Since 1998, Moxie Firecracker Films, the company that Liz Garbus and partner Rory Kennedy run out of Park Slope, has produced award-winning documentaries covering topics ranging from modern day railroad hobos to the prison at Abu Ghraib. This month, HBO started showing Garbus’s newest project “Coma,” which follows four people with severe brain injuries. GO Brooklyn’s Juliana Bunim checked in with Garbus about making movies and doing it in Brooklyn.
GO Brooklyn: Both your office and home are in Park Slope. Where’s the stroller?
Liz Garbus: In 2002, my husband and I moved to Park Slope from Chelsea to have more space. It’s a media favorite right now to make fun of Park Slope and the babies, but it is actually a wonderful neighborhood for children and that’s all there is to it.
GO: “Coma” follows four individuals who experienced a traumatic brain injury. What was your objective in making this film?
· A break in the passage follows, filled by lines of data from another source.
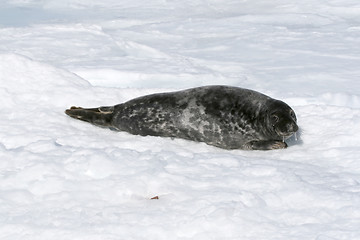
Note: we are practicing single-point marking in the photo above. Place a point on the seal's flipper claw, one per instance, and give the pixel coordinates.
(98, 116)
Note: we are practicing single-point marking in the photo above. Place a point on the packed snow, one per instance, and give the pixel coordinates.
(65, 179)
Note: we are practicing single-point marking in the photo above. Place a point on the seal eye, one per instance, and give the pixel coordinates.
(275, 118)
(292, 114)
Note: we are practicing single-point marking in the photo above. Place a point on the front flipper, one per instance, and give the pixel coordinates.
(265, 145)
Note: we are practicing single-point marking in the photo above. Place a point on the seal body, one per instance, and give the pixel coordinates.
(222, 116)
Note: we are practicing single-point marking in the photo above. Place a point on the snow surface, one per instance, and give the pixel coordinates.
(65, 179)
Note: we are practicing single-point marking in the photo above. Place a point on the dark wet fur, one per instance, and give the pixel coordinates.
(226, 117)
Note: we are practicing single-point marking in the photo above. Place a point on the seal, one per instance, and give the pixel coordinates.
(222, 116)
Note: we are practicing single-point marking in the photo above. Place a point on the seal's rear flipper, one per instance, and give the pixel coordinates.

LG: When Terri Schiavo’s case was really captivating America, it was clear that this was an issue that people felt very deeply about and that they got their morality mixed up in, despite actually understanding very little. What if we could be a fly on the wall and see what the families were really going through? No matter what you feel about the issue you have empathy for those families. That was the birth of the idea.
GO: In “Coma,” you follow the patients’ rehabilitation over the course of a year. How do they afford long-term care?
LG: After private insurance cuts patients off, they declare bankruptcy and are picked up by Medicaid. That way, the state will provide the money for rehab. I’m not a believer that they should rehab someone for years and years and use all the taxpayer dollars beyond a certain point. But I do believe at least that the first year after injury is a time that can determine the difference between enabling someone to have some quality of life versus simply languishing forever.
GO: How much leeway did you give the families to tell you enough is enough with the constant filming?
LG: For me, it’s an unspoken thing — you just build a relationship. I never had to lay down the exact parameters. There were times that Tom [one of the film’s main subjects] would get extremely agitated by us and would try and punch the camera. And there were cases where we felt we were agitating him and we left. We just tried to be human, and think about if it were our family, what would we do.
GO: How did you build a rapport with families who were going through such a highly emotional and traumatic experience?
LG: The relationship was built with a lot of time. We shot 175 to 200 hours of material over a year. We were there for the first time that Tom vocalized after his accident, and we wanted to be there for those key moments so we shot a lot. Through this very intense experience we ended up as part of the community with the doctors and the social workers and the therapists.
GO: How taxing was it on you to make this film?
LG: This was one of the hardest films I’ve ever made — and I’ve made films about the death penalty, AIDS, Abu Ghraib. And as a parent, this is a film about parents losing children in different ways and there were times it would make me sick to my stomach.
GO: You seem to make two kinds of films, depressing and really depressing. How do you balance filmmaking with your family life?
LG: I’m always drawn to making films that I think will make a difference, and I’ve been drawn to subject matter that’s difficult. I want to go to those places and I want to create dialogue. Brain injury is different [because] morality gets involved. It’s something you should discuss with your loved ones. Having a living will. I think there are these people that are living in this hidden darkness and one of the powerful parts of my films is to make that visible.